L’Etat dispose-t-il des bons moyens pour agir en Seine-Saint-Denis, l’un des départements où le taux de pauvreté est le plus élevé, traversé par de multiples problématiques sociales ? Un groupe de député va plancher sur cette question jusqu’à l’été prochain, dans le cadre d’une mission d’évaluation et de contrôle menée à l’Assemblée nationale. Ce travail se focalisera sur trois axes principaux : l’éducation nationale, la politique de sécurité et la justice. Dans chacun de ces domaines, elle analysera les moyens réellement mis à disposition et leur pertinence au regard des problématiques du territoire. Ce travail a la particularité d’être transpartisan. Il est porté par deux co-rapporteurs, l’un issu des Républicains, François Cornut-Gentille, élu de Haute-Marne à l’initiative de cette mission, et l’autre de la majorité, Rodrigue Kokouendo, député La République en marche de Seine-et-Marne. A leurs côtés, des élus du département qui sera radiographié, comme le communiste Stéphane Peu, présent pour la présentation de ces travaux, jeudi 30 novembre, à l’Assemblée nationale.

« La poussière sous le tapis »

« Nous avons déjà auditionné une trentaine de personnes », fait savoir M. Kokouendo. Ces entretiens avec des représentants de l’Etat ou des associations ont permis d’établir un premier constat : la statistique publique est défaillante. « Selon l’Insee, la population est de 1,6 million de personnes dans le département », relate ainsi M. Cornut-Gentille. « Mais les différents acteurs nous disent qu’il y a entre 100 000 et 300 000 personnes en plus sur le territoire », précise-t-il. « Or, pour savoir si les moyens de l’Etat sont proportionnels aux besoins du territoire, il faut savoir quelle est la population ! » Autre domaine dans lequel la statistique s’avère défaillante : la police. « On ne sait pas quels sont les effectifs de la police en service », a regretté, jeudi, Stéphane Peu.
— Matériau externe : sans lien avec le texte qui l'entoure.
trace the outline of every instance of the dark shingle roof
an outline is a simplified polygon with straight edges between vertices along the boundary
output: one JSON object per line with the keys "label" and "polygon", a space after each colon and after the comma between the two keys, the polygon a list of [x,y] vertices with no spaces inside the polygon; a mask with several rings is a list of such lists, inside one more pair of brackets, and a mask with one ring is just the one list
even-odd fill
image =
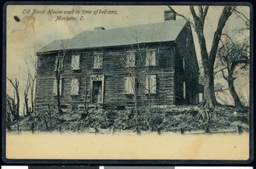
{"label": "dark shingle roof", "polygon": [[[68,42],[66,49],[79,49],[170,42],[176,40],[185,24],[184,20],[177,20],[110,30],[84,31],[69,40],[63,40],[63,43]],[[61,40],[55,40],[38,53],[59,50],[61,44]]]}

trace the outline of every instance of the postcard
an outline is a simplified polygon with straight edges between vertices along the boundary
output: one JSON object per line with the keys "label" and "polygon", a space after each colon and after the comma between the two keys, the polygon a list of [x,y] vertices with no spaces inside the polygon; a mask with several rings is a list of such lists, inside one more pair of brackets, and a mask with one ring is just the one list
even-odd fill
{"label": "postcard", "polygon": [[6,161],[248,161],[251,10],[6,4]]}

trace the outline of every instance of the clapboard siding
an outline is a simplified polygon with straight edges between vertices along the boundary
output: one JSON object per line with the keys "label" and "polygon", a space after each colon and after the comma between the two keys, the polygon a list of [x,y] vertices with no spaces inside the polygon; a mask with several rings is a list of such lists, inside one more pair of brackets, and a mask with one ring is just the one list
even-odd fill
{"label": "clapboard siding", "polygon": [[[157,65],[149,67],[148,74],[157,75],[157,93],[151,95],[152,104],[173,104],[174,94],[174,45],[173,43],[150,45],[148,48],[157,49]],[[64,67],[61,77],[63,80],[63,93],[61,98],[61,104],[71,104],[76,105],[84,104],[85,97],[90,102],[90,76],[104,75],[104,104],[105,105],[132,105],[133,97],[126,95],[125,92],[125,77],[130,75],[125,68],[124,60],[125,51],[131,49],[104,48],[97,50],[68,51],[65,54]],[[103,52],[102,69],[93,69],[93,53]],[[72,54],[80,54],[80,70],[71,70]],[[56,54],[44,54],[38,57],[38,87],[36,104],[49,104],[56,103],[56,97],[53,96],[53,82],[55,79],[55,60]],[[137,71],[145,70],[144,63],[141,64],[137,56],[135,69]],[[74,77],[79,78],[80,90],[79,96],[71,96],[71,81]],[[139,76],[140,84],[145,86],[145,73]],[[41,84],[41,85],[40,85]],[[85,92],[88,94],[85,96]],[[144,104],[148,101],[148,95],[142,87],[138,87],[138,103]]]}
{"label": "clapboard siding", "polygon": [[[195,104],[197,103],[199,66],[193,41],[191,28],[187,25],[176,41],[175,57],[175,104]],[[185,61],[183,69],[183,59]],[[185,99],[183,82],[186,83]]]}

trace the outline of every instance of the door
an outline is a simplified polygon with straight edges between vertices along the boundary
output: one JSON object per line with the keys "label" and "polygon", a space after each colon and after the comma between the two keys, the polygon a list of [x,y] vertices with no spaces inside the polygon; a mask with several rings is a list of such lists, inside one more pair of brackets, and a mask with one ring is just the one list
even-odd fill
{"label": "door", "polygon": [[92,103],[94,104],[102,103],[102,81],[94,81],[92,82]]}

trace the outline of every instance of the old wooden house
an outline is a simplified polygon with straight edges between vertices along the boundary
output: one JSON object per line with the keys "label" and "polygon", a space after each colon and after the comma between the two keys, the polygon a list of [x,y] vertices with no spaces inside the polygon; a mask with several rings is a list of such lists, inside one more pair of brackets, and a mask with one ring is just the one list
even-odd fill
{"label": "old wooden house", "polygon": [[95,28],[55,40],[38,52],[36,106],[103,107],[195,104],[199,66],[191,27],[165,11],[165,20],[116,29]]}

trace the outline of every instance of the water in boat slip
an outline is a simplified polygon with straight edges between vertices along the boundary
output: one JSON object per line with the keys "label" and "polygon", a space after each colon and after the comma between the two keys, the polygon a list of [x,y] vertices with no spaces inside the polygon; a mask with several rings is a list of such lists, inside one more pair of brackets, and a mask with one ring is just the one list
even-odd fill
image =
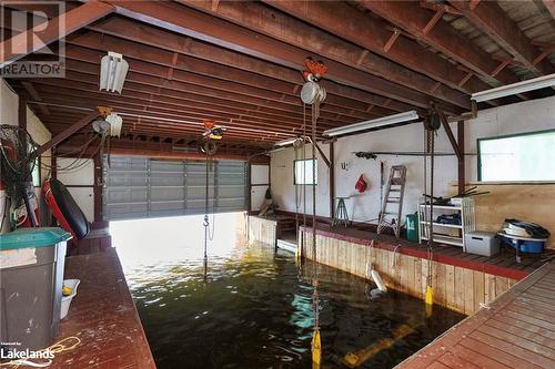
{"label": "water in boat slip", "polygon": [[[233,238],[212,247],[206,281],[201,244],[181,246],[195,257],[157,248],[152,263],[123,263],[158,368],[310,368],[315,264]],[[441,307],[426,318],[422,300],[397,291],[372,299],[375,285],[330,267],[319,276],[322,368],[402,330],[361,366],[392,368],[464,318]]]}

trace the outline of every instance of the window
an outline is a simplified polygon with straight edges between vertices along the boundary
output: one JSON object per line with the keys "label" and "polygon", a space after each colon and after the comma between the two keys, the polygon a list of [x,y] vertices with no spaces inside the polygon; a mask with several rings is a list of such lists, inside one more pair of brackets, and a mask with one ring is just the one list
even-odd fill
{"label": "window", "polygon": [[[314,181],[312,170],[315,170]],[[294,184],[295,185],[317,185],[317,161],[313,158],[294,161]]]}
{"label": "window", "polygon": [[478,140],[478,181],[555,181],[555,131]]}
Selon l’ancien adjoint au maire de la ville de Saint-Denis, le manque de transparence sur la situation du territoire est aussi entretenu par les services de l’Etat, parfois pour des questions d’image. « Au sein de l’Education nationale, on m’a déjà dit que parler de certains problèmes risquait d’empirer l’image du département et de créer toujours plus de problèmes pour recruter des enseignants », raconte-t-il. « Il faut arrêter de mettre la poussière sous le tapis ! » prévient l’élu qui ajoute : « On veut user des pouvoirs des parlementaires pour obtenir ces chiffres. »

L’ambition de ce groupe de travail est de fournir des « recommandations pour améliorer les outils dont l’Etat dispose pour agir » a précisé Rodrigue Kokouendo. « Il ne s’agit pas de décerner un bon ou un mauvais point à tel ou tel gouvernement », prévient François Cornut-Gentille. « Des chiffres clairs, cela permet un débat politique éclairé. Aujourd’hui, les conditions ne sont pas réunies pour que ce débat se tienne », ajoute-t-il.